This Psalm describes the righteous as trees and the wicked as chaff. Chaff is the husks of kernels of grain that provide no food value for humans, and because they are light the wind blows them away, separating them from the grain.
The Nature of a Tree
What do trees represent in this Psalm? I believe that the most succinct English word with which to express this would be character, the strength to do what is right even when the pressure is on. Isaiah 61:3 says, “…That they may be called trees of righteousness, the planting of the LORD, that He may be glorified.” Chaff refers to the person without character.
A tree can withstand a very strong wind, while chaff is blown away by the least breeze. Likewise, the wicked are blown off course by the slightest temptation while the righteous described in Ps. 1 can be counted on to stand in the face of tremendous pressure.
The old expression, “Every man has his price,” must have been coined by a wicked man. In a video of a Burmese Christian woman she explained that the Buddhist government soldiers would round up believers and ask, “Are you a Christian?” If they would answer in the affirmative the soldiers would shoot them.
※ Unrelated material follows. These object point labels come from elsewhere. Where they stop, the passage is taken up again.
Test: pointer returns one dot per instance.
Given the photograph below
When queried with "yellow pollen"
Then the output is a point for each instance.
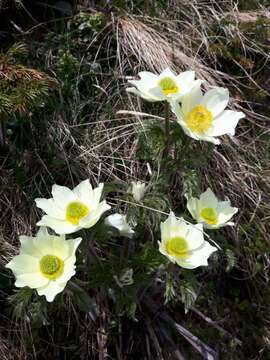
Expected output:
(168, 86)
(177, 246)
(51, 266)
(199, 119)
(76, 210)
(209, 215)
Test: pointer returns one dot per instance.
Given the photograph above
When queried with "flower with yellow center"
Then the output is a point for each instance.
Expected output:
(138, 190)
(119, 222)
(166, 86)
(203, 117)
(45, 263)
(71, 210)
(211, 212)
(184, 243)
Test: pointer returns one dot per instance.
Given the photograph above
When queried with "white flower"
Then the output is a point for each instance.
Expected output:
(210, 211)
(203, 117)
(120, 222)
(166, 86)
(71, 210)
(138, 190)
(45, 263)
(184, 244)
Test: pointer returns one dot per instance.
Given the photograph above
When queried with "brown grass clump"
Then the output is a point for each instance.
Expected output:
(77, 141)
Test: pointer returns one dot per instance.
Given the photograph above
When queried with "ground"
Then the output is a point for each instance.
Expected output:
(66, 117)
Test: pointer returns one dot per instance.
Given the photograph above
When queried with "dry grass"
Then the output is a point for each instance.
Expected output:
(103, 147)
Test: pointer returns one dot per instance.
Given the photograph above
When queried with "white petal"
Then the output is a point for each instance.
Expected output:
(32, 280)
(119, 222)
(192, 99)
(59, 226)
(195, 237)
(225, 212)
(186, 81)
(50, 207)
(62, 196)
(156, 93)
(167, 73)
(69, 270)
(97, 195)
(51, 290)
(192, 206)
(28, 247)
(23, 264)
(147, 76)
(186, 77)
(141, 94)
(94, 216)
(216, 100)
(208, 200)
(198, 258)
(225, 123)
(172, 228)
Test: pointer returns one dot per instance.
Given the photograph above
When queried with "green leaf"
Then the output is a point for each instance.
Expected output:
(83, 300)
(231, 260)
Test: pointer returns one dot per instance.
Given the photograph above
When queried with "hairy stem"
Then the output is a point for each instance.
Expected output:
(167, 130)
(2, 134)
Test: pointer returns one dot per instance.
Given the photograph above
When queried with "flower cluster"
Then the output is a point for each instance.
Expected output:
(201, 116)
(47, 262)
The interviewer asked, “How would you answer?” Without batting an eye she responded, “I would tell them that I am a Christian.” Many of God’s people have displayed faithfulness even in the face of death. They could not be bought with any price, even their lives.
Righteous Living Requires Character
In Joshua 1:7 we find the Lord commanding Joshua,
Only be strong and very courageous, that you may observe to do according to all the law which Moses My servant commanded you; do not turn from it to the right hand or to the left, that you may prosper wherever you go.
In this verse the Lord informs Joshua that keeping the Law requires character. It is hard to stand against the world, the flesh, and the devil, instead choosing righteousness.
This is evident today as well. In our affluent society it requires character to be a good steward instead of spending a disproportionate amount of our resources on ourselves. It demands character not to click on one of the many links for pornography sites that confront us on a daily basis. It requires character not to read ungodly novels. It requires character not to watch movies with ungodly content. It requires character to witness for Christ. It requires character to be faithful to one’s spouse. It requires character to set aside time for Scripture reading and prayer.
The Source of Character
Psalm 1 informed us that character growth results from meditating on the Word day or night. Joshua 1:7-8 conveys the same message. Psalm 1 apparently is correlating the person meditating on the Word and a tree planted by the rivers of water. It is through drinking in the water of the Word that we grow into a strong, fruitful tree, a person of character.
It is amazing that this formula is so simple. Memorize and meditate on Scripture, and you will develop character.
In light of the simplicity of this formula and its vast contribution, promising to develop the component of our lives most significant to us and to God, it is astounding that it does not attract more attention. One would think that this would be the central concern in Christian parenting, a major emphasis of every church, a priority of every Christian, the focal point of every discipleship program, a central feature of every Christian educational curriculum.
I wish that I could say that on a scale of 1 to 10 I could rate myself as a 10 in Scripture memory. I can’t. However, I can say that I continue to work at it, and that passages I have memorized have ministered to me in a profound way. The point is that, not surprisingly, God’s program works. I trust that all of us will work the program.